Ancora, spiega il presidente Fondazione Migrantes, va messa mano all’edilizia pubblica: “Siamo all’ultimo posto dopo essere stati al primo, perché non c’è stato un riordino di questo patrimonio. Nelle grandi città il peso dell’affitto sulle retribuzioni può arrivare all’80% del reddito, con tutte le conseguenze che ne derivano”.
E’ anche importante, continua, agevolare il ricongiungimento familiare, anch’esso eccessivamente parametrato sulle casa e in Italia molto penalizzato: per ottenerlo ci vogliono in media 8 anni. Infine, mons. Perego sottolinea come donne e immigrati siano discriminati sia nell’accesso al lavoro che nella retribuzione, le prime dalla maternità e i secondi dalla loro provenienza.

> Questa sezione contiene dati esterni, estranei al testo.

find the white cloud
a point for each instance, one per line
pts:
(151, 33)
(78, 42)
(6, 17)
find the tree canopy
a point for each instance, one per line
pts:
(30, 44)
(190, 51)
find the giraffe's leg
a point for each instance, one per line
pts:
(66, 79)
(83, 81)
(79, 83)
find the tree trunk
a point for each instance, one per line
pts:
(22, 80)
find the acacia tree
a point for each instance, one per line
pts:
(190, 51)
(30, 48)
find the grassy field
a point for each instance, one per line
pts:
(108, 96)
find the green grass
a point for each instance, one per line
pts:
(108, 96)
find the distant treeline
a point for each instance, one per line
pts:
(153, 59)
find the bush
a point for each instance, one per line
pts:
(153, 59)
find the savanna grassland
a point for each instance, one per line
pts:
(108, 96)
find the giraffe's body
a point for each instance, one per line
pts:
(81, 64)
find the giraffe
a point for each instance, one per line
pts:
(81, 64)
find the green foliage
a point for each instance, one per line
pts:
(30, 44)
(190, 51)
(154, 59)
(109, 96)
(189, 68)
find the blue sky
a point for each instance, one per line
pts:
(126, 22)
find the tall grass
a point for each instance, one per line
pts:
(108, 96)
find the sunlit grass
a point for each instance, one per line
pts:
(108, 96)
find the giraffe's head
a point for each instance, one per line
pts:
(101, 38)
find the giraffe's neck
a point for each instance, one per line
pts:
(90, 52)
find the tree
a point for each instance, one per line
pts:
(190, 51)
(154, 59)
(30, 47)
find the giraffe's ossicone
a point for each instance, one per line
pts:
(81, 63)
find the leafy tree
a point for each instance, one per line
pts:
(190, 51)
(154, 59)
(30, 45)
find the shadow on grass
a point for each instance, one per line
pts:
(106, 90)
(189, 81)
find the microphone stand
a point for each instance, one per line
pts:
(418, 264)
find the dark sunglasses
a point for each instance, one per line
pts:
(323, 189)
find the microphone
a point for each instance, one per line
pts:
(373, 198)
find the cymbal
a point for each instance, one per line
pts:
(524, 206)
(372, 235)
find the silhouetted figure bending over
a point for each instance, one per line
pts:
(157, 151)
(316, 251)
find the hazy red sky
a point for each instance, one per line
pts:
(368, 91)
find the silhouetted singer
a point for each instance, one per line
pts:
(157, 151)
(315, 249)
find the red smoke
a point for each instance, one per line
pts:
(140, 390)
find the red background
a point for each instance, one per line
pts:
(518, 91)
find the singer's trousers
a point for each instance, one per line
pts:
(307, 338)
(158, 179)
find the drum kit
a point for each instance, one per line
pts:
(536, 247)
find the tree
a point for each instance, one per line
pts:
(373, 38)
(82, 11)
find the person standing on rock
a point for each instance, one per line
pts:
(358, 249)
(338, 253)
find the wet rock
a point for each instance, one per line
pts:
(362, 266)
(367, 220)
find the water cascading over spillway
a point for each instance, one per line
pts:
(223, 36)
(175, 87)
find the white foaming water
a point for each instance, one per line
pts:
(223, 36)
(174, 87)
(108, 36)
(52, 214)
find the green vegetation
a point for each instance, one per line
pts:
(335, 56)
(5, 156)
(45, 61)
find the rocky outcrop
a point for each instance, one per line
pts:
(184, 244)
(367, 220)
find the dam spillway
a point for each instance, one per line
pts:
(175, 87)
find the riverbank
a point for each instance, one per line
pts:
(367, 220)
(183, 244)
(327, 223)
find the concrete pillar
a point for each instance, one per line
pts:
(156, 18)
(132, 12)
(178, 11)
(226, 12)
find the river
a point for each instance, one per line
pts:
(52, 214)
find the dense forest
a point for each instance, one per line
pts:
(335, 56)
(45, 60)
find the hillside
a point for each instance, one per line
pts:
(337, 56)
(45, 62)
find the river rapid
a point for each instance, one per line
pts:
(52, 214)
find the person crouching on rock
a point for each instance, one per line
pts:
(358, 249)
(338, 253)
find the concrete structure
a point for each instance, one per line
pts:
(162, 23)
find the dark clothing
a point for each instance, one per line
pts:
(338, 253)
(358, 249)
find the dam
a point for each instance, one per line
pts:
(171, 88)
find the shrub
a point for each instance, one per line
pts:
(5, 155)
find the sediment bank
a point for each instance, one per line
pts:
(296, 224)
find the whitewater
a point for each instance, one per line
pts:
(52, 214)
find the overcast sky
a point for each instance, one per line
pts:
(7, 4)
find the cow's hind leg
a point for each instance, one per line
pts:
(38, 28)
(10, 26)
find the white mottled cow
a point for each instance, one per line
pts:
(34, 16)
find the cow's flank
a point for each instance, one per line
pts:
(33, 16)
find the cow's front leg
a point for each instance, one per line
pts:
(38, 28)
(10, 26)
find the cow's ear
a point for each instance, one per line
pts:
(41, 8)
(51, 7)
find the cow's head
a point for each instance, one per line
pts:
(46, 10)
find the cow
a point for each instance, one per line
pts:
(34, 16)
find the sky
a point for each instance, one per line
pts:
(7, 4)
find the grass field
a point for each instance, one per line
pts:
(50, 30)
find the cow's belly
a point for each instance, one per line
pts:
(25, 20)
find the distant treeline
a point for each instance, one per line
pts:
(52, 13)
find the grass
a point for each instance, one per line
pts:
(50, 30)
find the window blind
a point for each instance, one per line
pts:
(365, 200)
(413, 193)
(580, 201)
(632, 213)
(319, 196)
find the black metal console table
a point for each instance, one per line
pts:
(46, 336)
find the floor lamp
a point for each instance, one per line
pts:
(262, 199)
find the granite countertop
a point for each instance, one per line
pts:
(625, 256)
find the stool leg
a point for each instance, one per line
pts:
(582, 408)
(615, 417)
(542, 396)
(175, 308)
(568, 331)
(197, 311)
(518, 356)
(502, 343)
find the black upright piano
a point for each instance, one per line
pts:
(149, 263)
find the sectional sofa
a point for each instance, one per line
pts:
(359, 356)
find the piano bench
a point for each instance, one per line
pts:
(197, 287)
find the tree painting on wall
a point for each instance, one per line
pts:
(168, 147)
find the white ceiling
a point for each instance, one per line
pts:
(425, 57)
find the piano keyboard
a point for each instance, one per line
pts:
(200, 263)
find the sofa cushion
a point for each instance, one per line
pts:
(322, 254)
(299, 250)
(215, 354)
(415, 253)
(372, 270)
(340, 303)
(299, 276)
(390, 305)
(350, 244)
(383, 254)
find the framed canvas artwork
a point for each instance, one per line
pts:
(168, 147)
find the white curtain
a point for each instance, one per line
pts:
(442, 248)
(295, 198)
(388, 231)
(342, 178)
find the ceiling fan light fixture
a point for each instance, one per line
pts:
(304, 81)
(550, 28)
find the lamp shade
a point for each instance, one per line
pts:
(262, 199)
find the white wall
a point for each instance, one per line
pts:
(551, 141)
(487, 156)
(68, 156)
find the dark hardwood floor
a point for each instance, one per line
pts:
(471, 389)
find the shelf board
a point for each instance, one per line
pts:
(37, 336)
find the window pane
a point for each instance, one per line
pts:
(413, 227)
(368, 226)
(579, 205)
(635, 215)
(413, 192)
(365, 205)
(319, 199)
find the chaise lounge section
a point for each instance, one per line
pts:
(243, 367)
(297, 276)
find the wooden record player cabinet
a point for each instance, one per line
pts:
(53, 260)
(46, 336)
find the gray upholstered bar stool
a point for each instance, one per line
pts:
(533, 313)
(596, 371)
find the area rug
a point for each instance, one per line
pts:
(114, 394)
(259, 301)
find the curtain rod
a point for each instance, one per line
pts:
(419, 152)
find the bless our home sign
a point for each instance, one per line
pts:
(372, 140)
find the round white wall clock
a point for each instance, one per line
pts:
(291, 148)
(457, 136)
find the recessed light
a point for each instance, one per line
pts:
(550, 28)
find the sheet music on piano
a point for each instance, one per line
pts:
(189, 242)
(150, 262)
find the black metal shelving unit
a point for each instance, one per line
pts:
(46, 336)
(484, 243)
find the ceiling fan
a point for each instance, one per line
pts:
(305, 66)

La migrazione delle donne ieri e oggi
Sulla situazione femminile in Italia si è espressa anche Micaela Gelera ricordando che nel secolo scorso le donne migravano per seguire il coniuge che partiva in cerca di migliori condizioni di lavoro, per poi trovarsi nei Paesi di destinazione a prendersi cura dei familiari senza entrare praticamente mai nel mondo del lavoro, rimanendo dunque confinate nell’ambito domestico.
Oggi le cose sono cambiate ma, sottolinea la commissaria straordinaria dell’Inps, “in modo preoccupante”. Infatti adesso partono le donne che in Italia non riescono ad accedere a profili di alto livello, anche dal punto di vista remunerativo. Si tratta quindi di figure con elevata formazione ed elevate competenze.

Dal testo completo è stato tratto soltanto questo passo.